THE BALLET dancer's lot is not an enviable one. The level of fitness and physical flexibility required is daunting, even cruel. Gymnasts and figure skaters are subject to some of the same stresses, perhaps even more extreme in the case of gymnasts. But they are called on to perform for only a few minutes at a stretch. Ballet dancers are liable to be on (and off) stage for two to three hours if performing a three-act ballet. Their dancing careers average a mere 12 to 15 years after emerging from ballet school and the level of injuries, temporary and permanent, is high.

If life is tough at the best of times, it is even more taxing when on tour. Staying in cheapish hotels or digs in one alien and hostile- seeming city after another and performing on unyielding stages with inadequate backstage facilities is an experience to test the dedication of the most committed dancer.

All the foregoing may help to explain the decision of the English National Ballet company to call off its performance of Tchaikovsky's Nutcracker suite on a cold Monday night in Manchester. There seems to be a dispute not just over the actual temperature that resulted in the cancellation, but over the agreed minimum. Whether the latter is 65F or 66F, many dancers believe it should be 70F (21C). The call-off was thus, to them, over more than one or two degrees.

The question the dancers must ask themselves is whether the degree of risk they ran from performing in a low temperature was serious enough to justify the damage done by the cancellation. In the performing arts the tradition that 'the show must go on', virtually regardless of the odds, is very strong.
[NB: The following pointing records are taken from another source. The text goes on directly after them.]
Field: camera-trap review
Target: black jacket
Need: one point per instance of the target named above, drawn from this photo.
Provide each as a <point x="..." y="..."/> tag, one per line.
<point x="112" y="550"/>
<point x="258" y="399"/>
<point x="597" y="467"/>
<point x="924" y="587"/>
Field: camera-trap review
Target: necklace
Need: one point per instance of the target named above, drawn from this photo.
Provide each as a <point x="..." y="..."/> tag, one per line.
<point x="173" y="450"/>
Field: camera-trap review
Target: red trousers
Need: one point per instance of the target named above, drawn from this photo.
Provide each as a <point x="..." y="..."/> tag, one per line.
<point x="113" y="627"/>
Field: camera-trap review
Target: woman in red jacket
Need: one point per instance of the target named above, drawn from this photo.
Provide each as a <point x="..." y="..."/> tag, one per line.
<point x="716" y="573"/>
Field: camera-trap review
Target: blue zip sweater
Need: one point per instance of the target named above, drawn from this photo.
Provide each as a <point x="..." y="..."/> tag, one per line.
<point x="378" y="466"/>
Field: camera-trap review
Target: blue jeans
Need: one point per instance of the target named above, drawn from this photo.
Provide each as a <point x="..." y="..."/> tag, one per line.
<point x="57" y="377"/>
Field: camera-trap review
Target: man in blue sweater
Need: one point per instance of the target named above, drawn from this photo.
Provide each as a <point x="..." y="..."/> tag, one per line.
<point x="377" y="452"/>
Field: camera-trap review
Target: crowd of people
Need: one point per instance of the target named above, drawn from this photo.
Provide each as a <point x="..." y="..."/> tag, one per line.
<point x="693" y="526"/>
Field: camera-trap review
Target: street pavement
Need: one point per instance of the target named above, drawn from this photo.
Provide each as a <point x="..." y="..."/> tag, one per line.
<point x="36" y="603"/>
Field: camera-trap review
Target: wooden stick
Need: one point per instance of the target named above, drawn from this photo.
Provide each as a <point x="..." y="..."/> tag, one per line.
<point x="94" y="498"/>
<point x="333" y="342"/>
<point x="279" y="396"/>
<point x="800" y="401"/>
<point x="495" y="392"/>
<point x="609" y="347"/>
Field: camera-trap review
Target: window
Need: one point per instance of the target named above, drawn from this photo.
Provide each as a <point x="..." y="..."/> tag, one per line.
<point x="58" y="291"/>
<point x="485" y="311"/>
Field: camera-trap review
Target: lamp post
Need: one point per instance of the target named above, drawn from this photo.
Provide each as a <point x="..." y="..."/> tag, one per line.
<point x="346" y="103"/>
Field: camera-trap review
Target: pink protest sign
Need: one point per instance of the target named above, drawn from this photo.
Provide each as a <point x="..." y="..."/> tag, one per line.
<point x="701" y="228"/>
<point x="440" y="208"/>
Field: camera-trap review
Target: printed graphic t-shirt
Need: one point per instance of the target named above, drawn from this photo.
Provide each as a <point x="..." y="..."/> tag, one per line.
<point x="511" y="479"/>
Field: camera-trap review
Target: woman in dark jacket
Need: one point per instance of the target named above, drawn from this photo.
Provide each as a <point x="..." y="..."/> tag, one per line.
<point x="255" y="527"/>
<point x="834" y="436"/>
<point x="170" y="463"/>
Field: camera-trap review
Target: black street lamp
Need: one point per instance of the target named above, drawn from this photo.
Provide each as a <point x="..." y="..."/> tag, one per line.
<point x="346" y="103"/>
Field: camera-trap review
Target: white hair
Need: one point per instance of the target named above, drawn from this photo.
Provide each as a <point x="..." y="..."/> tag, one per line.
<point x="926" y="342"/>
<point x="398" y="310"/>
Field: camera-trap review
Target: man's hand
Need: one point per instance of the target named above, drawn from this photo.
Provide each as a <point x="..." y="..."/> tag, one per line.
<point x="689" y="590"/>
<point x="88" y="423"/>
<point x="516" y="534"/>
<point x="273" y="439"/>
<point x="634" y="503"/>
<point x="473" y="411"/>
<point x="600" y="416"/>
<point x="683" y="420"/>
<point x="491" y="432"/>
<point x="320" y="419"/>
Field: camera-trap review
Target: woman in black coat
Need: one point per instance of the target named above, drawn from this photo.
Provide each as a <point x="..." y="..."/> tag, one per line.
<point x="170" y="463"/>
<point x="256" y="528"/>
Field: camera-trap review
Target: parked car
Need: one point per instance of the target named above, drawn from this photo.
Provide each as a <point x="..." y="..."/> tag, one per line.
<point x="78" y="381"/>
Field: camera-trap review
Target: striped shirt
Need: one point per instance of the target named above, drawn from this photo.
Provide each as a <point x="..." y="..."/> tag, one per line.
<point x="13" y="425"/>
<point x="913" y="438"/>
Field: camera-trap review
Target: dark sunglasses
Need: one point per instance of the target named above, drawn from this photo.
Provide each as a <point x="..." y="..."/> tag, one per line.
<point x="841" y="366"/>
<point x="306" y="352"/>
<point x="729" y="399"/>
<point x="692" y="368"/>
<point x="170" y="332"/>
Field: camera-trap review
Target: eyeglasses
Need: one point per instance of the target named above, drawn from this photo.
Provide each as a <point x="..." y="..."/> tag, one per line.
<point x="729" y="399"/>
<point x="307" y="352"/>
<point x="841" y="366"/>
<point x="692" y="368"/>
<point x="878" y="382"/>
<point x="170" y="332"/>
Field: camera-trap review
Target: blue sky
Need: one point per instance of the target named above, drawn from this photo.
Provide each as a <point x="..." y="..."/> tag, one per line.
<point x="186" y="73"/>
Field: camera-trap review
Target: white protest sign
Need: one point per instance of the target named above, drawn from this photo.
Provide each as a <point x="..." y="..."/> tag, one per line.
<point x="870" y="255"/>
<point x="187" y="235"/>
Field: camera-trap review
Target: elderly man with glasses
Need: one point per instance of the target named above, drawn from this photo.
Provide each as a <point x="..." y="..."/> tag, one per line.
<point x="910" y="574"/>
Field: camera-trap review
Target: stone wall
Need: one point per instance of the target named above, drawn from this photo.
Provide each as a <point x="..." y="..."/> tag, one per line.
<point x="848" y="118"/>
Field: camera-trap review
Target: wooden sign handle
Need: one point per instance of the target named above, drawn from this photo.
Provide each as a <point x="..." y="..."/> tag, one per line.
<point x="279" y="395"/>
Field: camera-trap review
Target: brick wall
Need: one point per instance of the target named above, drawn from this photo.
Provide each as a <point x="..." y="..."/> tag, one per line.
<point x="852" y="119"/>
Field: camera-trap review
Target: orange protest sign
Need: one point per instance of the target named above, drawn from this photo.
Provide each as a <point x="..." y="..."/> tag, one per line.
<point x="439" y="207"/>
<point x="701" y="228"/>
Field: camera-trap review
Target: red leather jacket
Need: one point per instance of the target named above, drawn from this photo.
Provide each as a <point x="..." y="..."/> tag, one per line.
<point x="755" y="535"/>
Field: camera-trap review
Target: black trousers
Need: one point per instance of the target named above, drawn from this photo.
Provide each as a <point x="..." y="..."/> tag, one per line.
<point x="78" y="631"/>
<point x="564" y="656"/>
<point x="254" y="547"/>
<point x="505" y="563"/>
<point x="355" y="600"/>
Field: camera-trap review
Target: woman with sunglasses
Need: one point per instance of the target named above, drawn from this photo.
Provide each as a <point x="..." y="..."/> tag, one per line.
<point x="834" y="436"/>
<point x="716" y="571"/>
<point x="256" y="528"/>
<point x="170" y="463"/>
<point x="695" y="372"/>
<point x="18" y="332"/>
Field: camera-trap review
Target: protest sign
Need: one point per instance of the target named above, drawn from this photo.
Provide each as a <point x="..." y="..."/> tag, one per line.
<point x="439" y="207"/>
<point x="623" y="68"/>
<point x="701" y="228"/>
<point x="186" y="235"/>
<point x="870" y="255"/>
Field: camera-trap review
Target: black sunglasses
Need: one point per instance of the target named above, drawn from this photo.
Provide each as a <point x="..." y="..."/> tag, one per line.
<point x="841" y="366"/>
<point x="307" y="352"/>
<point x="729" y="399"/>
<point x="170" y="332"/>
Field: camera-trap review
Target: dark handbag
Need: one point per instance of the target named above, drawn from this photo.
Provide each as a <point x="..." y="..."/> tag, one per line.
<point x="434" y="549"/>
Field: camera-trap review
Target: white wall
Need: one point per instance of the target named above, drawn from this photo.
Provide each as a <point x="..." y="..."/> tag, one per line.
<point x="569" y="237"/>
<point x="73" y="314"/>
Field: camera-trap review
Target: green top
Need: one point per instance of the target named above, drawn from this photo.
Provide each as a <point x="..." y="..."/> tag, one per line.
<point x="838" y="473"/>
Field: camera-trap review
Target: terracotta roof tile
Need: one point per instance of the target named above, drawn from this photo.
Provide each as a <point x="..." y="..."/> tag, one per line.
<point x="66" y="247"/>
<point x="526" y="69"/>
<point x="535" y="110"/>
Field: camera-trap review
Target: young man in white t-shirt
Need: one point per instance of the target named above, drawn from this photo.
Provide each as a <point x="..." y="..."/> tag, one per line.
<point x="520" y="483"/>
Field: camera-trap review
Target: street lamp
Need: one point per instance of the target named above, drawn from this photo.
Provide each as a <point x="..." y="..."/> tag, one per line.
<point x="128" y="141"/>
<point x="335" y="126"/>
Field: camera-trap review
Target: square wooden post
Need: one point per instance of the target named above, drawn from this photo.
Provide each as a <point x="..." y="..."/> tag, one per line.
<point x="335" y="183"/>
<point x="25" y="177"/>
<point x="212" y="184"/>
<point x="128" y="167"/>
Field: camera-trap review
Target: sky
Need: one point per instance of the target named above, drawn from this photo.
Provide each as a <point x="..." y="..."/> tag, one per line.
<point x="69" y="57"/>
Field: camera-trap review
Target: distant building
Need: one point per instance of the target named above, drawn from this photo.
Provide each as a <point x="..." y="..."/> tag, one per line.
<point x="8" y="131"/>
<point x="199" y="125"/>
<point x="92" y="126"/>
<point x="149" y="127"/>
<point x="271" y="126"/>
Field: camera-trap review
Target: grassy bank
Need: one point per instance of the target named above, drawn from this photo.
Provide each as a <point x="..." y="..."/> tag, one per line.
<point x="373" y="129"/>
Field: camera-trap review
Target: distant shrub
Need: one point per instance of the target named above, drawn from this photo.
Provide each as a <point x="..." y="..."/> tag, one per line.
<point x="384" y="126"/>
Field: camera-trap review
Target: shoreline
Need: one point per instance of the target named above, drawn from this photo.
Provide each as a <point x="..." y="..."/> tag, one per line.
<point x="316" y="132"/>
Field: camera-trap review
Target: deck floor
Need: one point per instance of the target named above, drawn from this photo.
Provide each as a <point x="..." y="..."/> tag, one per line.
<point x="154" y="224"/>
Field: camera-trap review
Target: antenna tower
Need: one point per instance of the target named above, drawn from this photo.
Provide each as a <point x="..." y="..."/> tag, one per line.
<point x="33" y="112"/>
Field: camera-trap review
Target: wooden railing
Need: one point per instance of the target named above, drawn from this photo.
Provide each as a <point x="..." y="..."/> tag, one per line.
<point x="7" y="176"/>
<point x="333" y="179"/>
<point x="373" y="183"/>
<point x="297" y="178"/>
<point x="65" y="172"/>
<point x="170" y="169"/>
To scrub a performance after it was due to begin was to anger and disappoint many people who had themselves braved both cold and expense to take their seats, and to risk the company's reputation.

The dancers' reasoning was clear enough. They can go on stage only after warming up for 45 minutes or so. Muscles contract when cold. To become pliant and flexible, they must be expanded - and kept loose between bouts of exertion. If the temperature is too low, they will start to contract, thus greatly increasing the risk of damage. As the demands for them to become ever more gymnastic increase, dancers have become increasingly conscious of the dangers they run. However, since their fears are - however understandable - not widely understood, they should think hard before repeating Monday's pas de zero.